Les 4 fils du Docteur March

J'ai emporté ce bouquin au boulot, me disant : les 30 secondes que va mettre l'ascenseur pour atteindre le treizième étage sont trop précieuses pour que je les gâche à rectifier ma coiffure devant le miroir, il faut que je continue ma lecture.
Et ça faisait longtemps que je n'avais pas ressenti une telle dépendance… Quel bonheur!!
 
Pourtant, ça rigole pas dans la bicoque du Dr March. Si les quatre greluches confites dans la niaiserie auquel le titre fait référence ressemblaient à Laura Ingalls, le quatuor masculin tient plus de Freddy Krueger ou de Chucky.
Du moins c'est ce dont se persuade Jeanie, leur bonne, tombée par hasard sur un journal intime anonyme qui décrit par le menu d'atroces meurtres, et dont l'auteur se prétend un membre de la fratrie. Le pervers devine rapidement que sa prose est lue, et s'adresse donc à son espion avec toute la rouerie dont il est capable, lui indiquant à l'avance les victimes. De son côté, Jeanie, pas super futée et souvent alcoolisée au dernier degré, rédige son propre journal, à qui elle confie ses tentatives de démasquer le maboule, la terreur de vivre à ses côtés, et les multiples godets de brandy qu'elle s'administre pour combattre à la fois panique et froidure.
 
Ici, point de fioritures, pas le temps de planter le décor et de se perdre dans les détails. Loin des interminables intros où l'on apprend que l'inspecteur n'aime plus voir le soleil se coucher depuis que sa femme l'a quitté ; le lecteur plonge dès la première ligne, est harponné et ne peut plus se soustraire à l'envie frénétique, à l'urgence d'arriver au dénouement.
Au-delà de la question centrale de tout polar (mais qui est le méchant tueur?), le jeu du chat et de la souris, par le biais des journaux qui se répondent, contribue à installer un suspens terrible, entretenu par un rythme incroyable. La promiscuité dans laquelle vivent les deux personnages centraux ajoute une dimension au malaise et l'air nous manquerait presque à l'idée qu'ils se croisent dans les couloirs…
 
Le final est de la même veine, rapide, violent et brutal. Peut-être un poil trop, mais c'est vraiment pour trouver un petit défaut à ce roman original et addictif.

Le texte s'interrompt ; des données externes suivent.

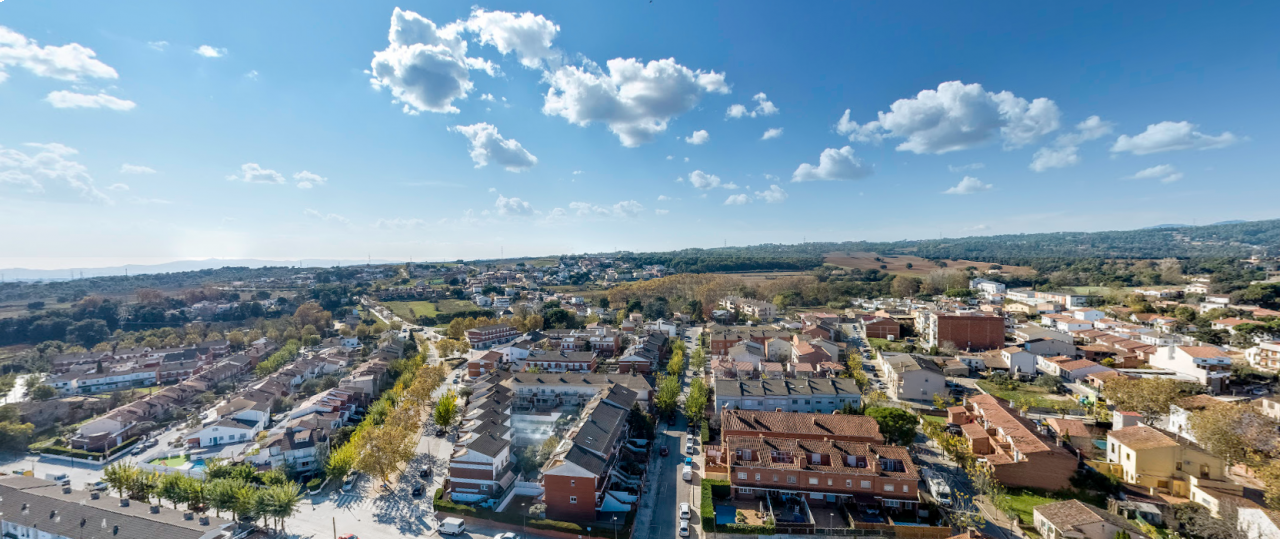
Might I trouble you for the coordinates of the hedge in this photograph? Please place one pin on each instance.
(447, 506)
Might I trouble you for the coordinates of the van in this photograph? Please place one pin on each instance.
(452, 525)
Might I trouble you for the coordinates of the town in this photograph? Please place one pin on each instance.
(415, 400)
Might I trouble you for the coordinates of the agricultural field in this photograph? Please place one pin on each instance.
(897, 264)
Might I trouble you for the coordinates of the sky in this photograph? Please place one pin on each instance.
(155, 131)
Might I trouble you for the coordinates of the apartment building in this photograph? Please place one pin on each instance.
(817, 394)
(1010, 446)
(1206, 364)
(488, 336)
(823, 471)
(969, 332)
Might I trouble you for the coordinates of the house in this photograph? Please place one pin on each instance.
(1150, 458)
(822, 396)
(39, 508)
(1206, 364)
(1010, 446)
(1073, 519)
(969, 332)
(910, 378)
(488, 336)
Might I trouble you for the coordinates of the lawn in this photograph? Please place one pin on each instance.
(411, 310)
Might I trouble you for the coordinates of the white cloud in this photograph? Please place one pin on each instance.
(425, 65)
(773, 195)
(956, 117)
(307, 179)
(48, 170)
(488, 145)
(72, 62)
(833, 164)
(71, 100)
(968, 186)
(965, 168)
(1169, 136)
(1065, 149)
(763, 108)
(398, 224)
(136, 169)
(328, 218)
(698, 137)
(635, 100)
(1164, 173)
(252, 173)
(512, 206)
(209, 51)
(528, 35)
(621, 210)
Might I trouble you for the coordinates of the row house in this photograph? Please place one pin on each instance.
(488, 336)
(833, 473)
(1010, 446)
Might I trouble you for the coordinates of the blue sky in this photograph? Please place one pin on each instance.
(147, 132)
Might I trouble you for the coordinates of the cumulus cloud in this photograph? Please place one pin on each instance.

Waw, superbe commentaire ! J'avais déjà repéré ce titre en librairie, il me semblait en effet très bien mais j'avoue que je suis toujours un peu réticente avec les auteurs francophones. Mais là, je vais quand même l'essayer ! ;-)
Bravo pour votre blog ! Je viens régulièrement le visiter, car j'adore votre ton incisif. Continuez !




C'est gentil ça, merci Barbe. J'espère que le bouquin vous plaira ;-)



J'en avais entendu parler mais je ne l'avais jamais noté, probablement parce que le premier commentaire que j'en ai entendu était vraiment, mais vraiment négatif. Mais après ton billet, je ne peux qu'être curieuse... je sens que je vais sortir le petit carnet!!!




Pour te dire, je l'ai même refilé à mon homme, pourtant pas un lecteur convaincu, et à qui je ne file que des bouquins très accrocheurs!! C'est la force de ce livre : dès la deuxième ligne on est dedans.



J'aime bien quand un livre devient un bretzel à grignoter sanc cesse, sans pouvoir s'arrêter. Malgré nous. J'adore les bretzels.




C'EST EXACTEMENT CA : un pot de bretzels!! La comparaison est tout à fait excellente. Les chapitres très courts et l'alternance des points de vue donnent ce rythme très particulier, staccato, comme les crounch crounch des bretzels qu'on dévore!!



Je n'ai pas lu ce roman de Brigitte Aubert mais plusieurs autres, dont Funerarium, le premier que j'ai lu et qui m'a le plus marqué. J'adore!
Alors celui-ci, il faudrait que je le lise aussi.




C'est le premier que je lis, et j'ai trouvé le scénario vraiment sympa, plus que le style à vrai dire ;-) J'ai lu qu'elle bossait beaucoup pour le cinoche, et ça ne m'étonne pas du tout, on sent que l'entretien du suspens est une clé du bouquin. Dès que j'en trouve un autre, je resigne!!



Le titre est fort accrocheur, le commentaire pourrait faire basculer cet ouvrage vers ma LAL! Merci du tuyau.




A mon avis, le titre est plutôt là pour appâter le chaland, et je n'ai pas bien vu le rapport avec les 4 soeurs éponymes. Ceci dit, je l'ai lu quand j'avais 12 ans je pense, donc des subtilités m'ont sans doute échappé.